Excavations and trenches in any depth can create a serious hazard or injury, however OSHA mandates the use of protective systems at 5 ft. deep or deeper (4 ft. in the state of Washington) in any excavation where work will be performed by an employee. These systems are designed to prevent cave-ins and include options such as sloping, benching, shoring and shielding.

  • Sloping: This involves cutting back the trench wall at a designated angle inclined away from the excavation. The angle is determined by the soil type and other factors, and it helps to minimize the risk of soil collapse.
  • Benching: Instead of a continuous slope, benches or steps are created in the trench walls. The width and depth of the benches depend on soil conditions and the trench's depth.
  • Shoring: This method involves installing supports, such as aluminum hydraulic, aluminum walers, or timber shoring; to prevent unexpected soil movement and protect workers inside the trench.
  • Shielding: Trench boxes or shields are used to protect workers by providing a barrier between them and the trench wall. These shields are designed to withstand soil movement and cave-ins.
Access, Egress

Photo courtesy of NAXSA

Trenches and excavations deeper than 4 ft. must have a designated means of access, such as portable ladders or ramps, within 25 ft. of each employee. The ladder should extend a minimum of 3 ft. above the trench edge to facilitate safe entry and exit. Though it might seem unnecessary, training and review of portable ladders guidelines and requirements are required. Ensuring easy and quick access to the trench is crucial in case of emergencies or the need for a rapid exit.

Utilities Identification, Protection

Excavation work generally involves digging in areas where underground utilities are present. Accidentally striking utility lines can lead to severe injuries, utility service disruptions, community damage and costly repairs. Before excavation begins, contact the relevant utility locating services to identify the location of underground utilities.

Overhead power lines also present a danger and are often overlooked when working in excavations and trenches.

Continuous Monitoring, Training

Photo courtesy of NAXSA

All workers involved in excavation activities must receive proper training on trench safety. Effective trench safety goes beyond initial planning and implementation of safety measures.

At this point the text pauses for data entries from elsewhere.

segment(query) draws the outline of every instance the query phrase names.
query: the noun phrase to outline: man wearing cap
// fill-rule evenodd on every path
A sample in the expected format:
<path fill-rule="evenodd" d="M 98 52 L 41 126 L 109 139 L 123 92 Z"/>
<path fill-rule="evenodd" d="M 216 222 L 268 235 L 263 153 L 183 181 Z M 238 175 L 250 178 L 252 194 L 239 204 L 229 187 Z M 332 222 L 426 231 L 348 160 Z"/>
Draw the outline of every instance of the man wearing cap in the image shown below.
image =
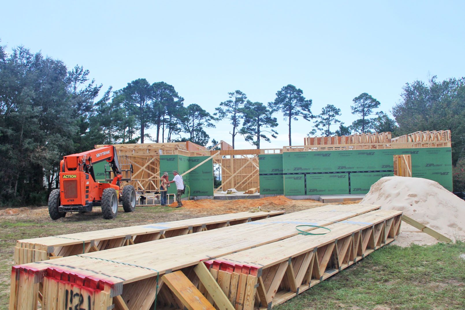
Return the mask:
<path fill-rule="evenodd" d="M 184 182 L 182 180 L 182 177 L 178 173 L 178 171 L 175 170 L 173 171 L 173 175 L 174 175 L 174 177 L 173 178 L 173 180 L 170 181 L 169 182 L 166 182 L 166 183 L 176 183 L 176 200 L 178 202 L 178 205 L 176 208 L 180 208 L 182 207 L 182 202 L 181 202 L 181 195 L 182 195 L 184 190 Z"/>

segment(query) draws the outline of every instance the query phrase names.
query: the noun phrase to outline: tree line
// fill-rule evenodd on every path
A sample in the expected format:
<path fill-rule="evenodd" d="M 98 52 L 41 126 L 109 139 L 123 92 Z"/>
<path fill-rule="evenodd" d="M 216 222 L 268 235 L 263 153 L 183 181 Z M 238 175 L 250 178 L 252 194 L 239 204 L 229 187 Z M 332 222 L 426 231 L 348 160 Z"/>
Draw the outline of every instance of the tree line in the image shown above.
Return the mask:
<path fill-rule="evenodd" d="M 406 83 L 391 111 L 394 119 L 377 111 L 378 100 L 361 94 L 352 101 L 356 119 L 345 126 L 338 119 L 337 105 L 314 114 L 312 100 L 291 84 L 266 103 L 250 100 L 239 90 L 228 93 L 211 114 L 199 104 L 185 104 L 174 87 L 163 81 L 151 84 L 140 78 L 121 89 L 103 89 L 90 74 L 82 66 L 68 68 L 24 47 L 8 53 L 0 46 L 0 203 L 43 203 L 58 187 L 63 156 L 95 144 L 190 141 L 213 145 L 216 142 L 210 141 L 205 128 L 227 120 L 233 146 L 239 135 L 263 148 L 263 142 L 277 136 L 277 113 L 288 127 L 289 145 L 292 121 L 299 118 L 313 124 L 309 135 L 450 129 L 453 164 L 458 169 L 454 185 L 465 185 L 460 170 L 465 164 L 459 160 L 465 145 L 463 78 Z M 154 133 L 148 133 L 149 129 Z"/>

OSHA emphasizes the need for continuous monitoring and training throughout the excavation project. The Competent Person on the excavation project must regularly inspect the excavation site; including soil conditions, protective systems, and access points before any work is to be done. Continuous monitoring helps identify any changes or potential hazards, allowing for prompt corrective action.

These tips are paramount for protecting the lives of workers and preventing accidents. Prioritizing trench safety not only ensures compliance with regulations but also contributes to the overall success of all construction projects with trenches and excavations.

Cisco Sarmiento is the safety committee chairman of the North American Excavation Shoring Association. NAXSA was created to promote the safe and efficient use of excavation shoring practices with the goal of zero deaths and injuries in trenches and excavations.